The owner of the company not only denied there was a problem and refused any sort of refund or replacement but also sent a nastogram to me AND MY EMPLOYER accusing me of being a cheat and a liar and defaming another local company. Exerpts from said e-mail are below, I have removed names:

"I am furious about the behavior of this publicly funded individual [refering to me, I am a teacher]. I am highly concerned that these are the values being taught in this school. [Principal] and [Vice Principal] are these the values you wish to be taught?"

"[My name], if these are the values you wish to operate under then I suggest you find another vendor. I can suggest one right in your county that has the same values. [owner of another company] owns [other company]. She registered our company name as adomain name in an attempt to hijack our customers for herself. She then claimed she had no knowledge of our company. She was a customer of ours 2 years prior to her actions. She is a liar and a cheat. Today I think the same of you that I do of [other company owner]."

"If I had not been concerned about this issue I would not have responded to the original email. I did respond and I continued to investigate your problem and went to great lengths to find the problem. In return I get a rude and dishonest individual...."

"These actions are our application of the Golden Rule. [Me], if you are not
familiar with the Golden Rule I would suggest you do a Google.com search."

"I am also requesting an apology."

This business owner then went on to call the front office at the school 3 times screaming and yelling and telling the secretary to F*off.

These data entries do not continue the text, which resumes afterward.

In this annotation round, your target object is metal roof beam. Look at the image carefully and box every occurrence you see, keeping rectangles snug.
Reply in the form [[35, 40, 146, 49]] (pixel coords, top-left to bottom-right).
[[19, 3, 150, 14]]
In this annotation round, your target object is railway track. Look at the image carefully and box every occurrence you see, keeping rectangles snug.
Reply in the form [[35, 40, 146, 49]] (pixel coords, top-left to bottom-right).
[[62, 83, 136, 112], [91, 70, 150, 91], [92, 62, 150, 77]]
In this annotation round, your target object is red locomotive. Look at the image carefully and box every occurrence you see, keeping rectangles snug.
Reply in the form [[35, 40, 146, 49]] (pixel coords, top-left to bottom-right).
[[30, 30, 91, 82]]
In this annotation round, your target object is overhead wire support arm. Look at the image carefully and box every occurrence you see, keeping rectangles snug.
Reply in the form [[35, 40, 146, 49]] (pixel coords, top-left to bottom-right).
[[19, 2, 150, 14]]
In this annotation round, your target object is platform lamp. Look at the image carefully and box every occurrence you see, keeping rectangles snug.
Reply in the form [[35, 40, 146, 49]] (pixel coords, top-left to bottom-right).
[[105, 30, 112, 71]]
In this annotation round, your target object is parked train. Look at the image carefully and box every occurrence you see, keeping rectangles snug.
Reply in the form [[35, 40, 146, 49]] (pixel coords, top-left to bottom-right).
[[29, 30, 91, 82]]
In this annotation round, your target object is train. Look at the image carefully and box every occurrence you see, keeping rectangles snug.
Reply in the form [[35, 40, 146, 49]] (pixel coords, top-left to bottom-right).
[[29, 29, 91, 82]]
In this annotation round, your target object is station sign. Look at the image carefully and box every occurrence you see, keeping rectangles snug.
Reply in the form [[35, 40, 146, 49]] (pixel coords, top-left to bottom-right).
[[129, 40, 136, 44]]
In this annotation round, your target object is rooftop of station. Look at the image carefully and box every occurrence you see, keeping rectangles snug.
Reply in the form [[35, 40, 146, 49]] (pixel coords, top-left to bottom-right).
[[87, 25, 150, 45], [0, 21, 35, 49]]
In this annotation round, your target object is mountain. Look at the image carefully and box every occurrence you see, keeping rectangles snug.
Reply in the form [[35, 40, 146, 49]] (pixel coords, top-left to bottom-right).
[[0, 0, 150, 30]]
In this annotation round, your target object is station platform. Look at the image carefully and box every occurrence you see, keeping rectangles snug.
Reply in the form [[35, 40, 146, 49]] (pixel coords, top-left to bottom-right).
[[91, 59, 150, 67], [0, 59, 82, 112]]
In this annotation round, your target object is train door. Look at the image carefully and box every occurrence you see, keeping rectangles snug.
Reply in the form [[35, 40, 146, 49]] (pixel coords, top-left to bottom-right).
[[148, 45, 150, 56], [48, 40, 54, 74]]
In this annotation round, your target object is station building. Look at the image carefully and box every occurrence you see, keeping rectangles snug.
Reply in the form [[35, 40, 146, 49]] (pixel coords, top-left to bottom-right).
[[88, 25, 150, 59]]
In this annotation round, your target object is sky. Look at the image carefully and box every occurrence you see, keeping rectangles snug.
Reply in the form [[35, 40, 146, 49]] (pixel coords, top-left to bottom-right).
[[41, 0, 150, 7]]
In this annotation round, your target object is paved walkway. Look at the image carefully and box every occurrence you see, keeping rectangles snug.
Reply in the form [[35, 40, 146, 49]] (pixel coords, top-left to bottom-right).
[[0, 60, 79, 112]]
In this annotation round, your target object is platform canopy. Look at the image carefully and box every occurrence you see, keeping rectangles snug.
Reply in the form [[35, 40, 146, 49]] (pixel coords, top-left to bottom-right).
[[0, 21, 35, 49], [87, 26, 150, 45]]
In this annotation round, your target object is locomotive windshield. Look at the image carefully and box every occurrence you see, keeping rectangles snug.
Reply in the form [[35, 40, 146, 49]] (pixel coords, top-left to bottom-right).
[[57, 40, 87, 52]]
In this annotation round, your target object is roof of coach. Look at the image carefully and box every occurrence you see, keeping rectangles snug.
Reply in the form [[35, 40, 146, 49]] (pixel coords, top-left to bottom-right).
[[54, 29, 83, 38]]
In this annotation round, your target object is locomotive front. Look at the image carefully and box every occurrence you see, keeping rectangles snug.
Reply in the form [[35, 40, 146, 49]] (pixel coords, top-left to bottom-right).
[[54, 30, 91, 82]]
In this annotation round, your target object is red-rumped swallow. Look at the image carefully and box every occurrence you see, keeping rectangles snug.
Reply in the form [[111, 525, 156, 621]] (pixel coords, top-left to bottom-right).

She also threatened to call the district office.

I particularly like that she requested *I* apologize to her after she made false allegations TO MY EMPLOYER.

Name witheld for my pesonal safety
Salt Lake County, Utah

This report was posted on Ripoff Report on 11/13/2007 11:12 PM and is a permanent record located here: http://www.ripoffreport.com/r/Majestic-Mountain-Sage/Logan-Utah-84312/Majestic-Mountain-Sage-When-we-complained-about-the-poor-quality-of-a-product-they-sent-t-284716. The posting time indicated is Arizona local time. Arizona does not observe daylight savings so the post time may be Mountain or Pacific depending on the time of year.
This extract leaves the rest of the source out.